Russia additionally seizes the evidentiary initiative, as in its counter-memorial, which was accompanied by hundreds of pages of annexed paperwork, ca. 300 witness statements, and quite a few knowledgeable experiences (pardon the propaganda within the hyperlink). In a context characterised by the issue of ‘proving a damaging’ and uncertainty relating to the allocation of the burden of proof (see Declaration of Decide Tomka, ¶ 19, Marchuk), this procedural growth exemplifies how counterclaims can operate as devices of narrative and evidentiary technique.
Conclusion
These three developments sign a discernible Russian procedural counteroffensive and illustrate a change in its strategy to worldwide adjudication. After an preliminary interval of strategic disengagement, the Russian Federation has turned to lively participation in an effort to delay proceedings, contest institutional legitimacy, and reshape the narrative inside worldwide fora. These developments lend assist to the more and more evident proposition that, in modern inter-State disputes, engagement with worldwide courts is commonly extra advantageous than abstention (e.g. Tzeng). Procedural participation permits a respondent State not solely to safeguard its quick litigation pursuits, but additionally to affect the tempo, scope, and framing of proceedings.

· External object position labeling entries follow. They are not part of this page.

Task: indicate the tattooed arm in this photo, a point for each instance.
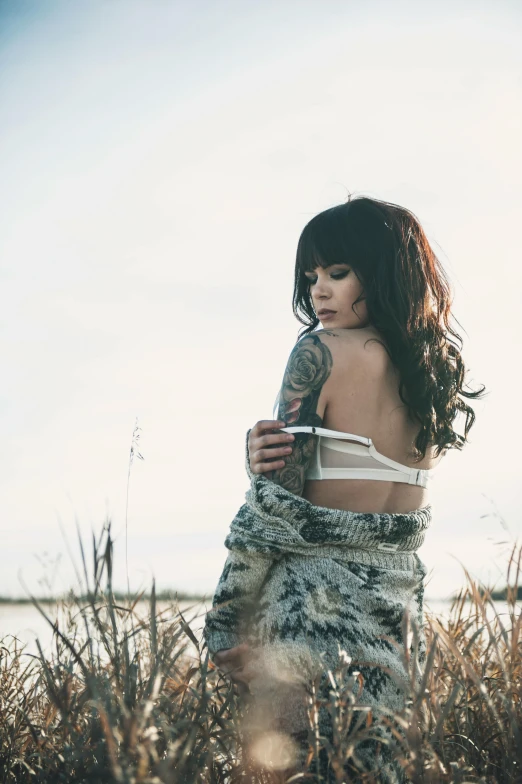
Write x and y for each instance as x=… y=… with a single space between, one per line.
x=307 y=370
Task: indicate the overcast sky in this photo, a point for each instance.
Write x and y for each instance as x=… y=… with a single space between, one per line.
x=159 y=161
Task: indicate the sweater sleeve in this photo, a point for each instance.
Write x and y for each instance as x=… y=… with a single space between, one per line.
x=234 y=601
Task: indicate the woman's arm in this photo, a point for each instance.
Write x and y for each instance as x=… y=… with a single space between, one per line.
x=300 y=400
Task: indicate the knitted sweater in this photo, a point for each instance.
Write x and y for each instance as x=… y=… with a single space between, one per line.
x=302 y=583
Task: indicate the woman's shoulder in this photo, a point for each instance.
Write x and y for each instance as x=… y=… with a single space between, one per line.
x=353 y=345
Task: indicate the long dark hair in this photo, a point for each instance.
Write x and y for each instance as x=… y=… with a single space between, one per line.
x=408 y=299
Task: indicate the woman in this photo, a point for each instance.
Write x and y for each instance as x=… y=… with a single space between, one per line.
x=365 y=414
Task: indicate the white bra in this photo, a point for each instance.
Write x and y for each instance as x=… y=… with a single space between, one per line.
x=335 y=460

Whereas these procedural victories are unlikely, in themselves, to find out the final word consequence of the authorized disputes arising from the invasion of Ukraine, they nonetheless underscore the rising salience of procedural manoeuvring in modern battle. Additionally they elevate broader questions for worldwide courts and tribunals regarding the capability of present procedural frameworks to accommodate – or resist – the strategic use of process as a instrument of confrontation reasonably than adjudication.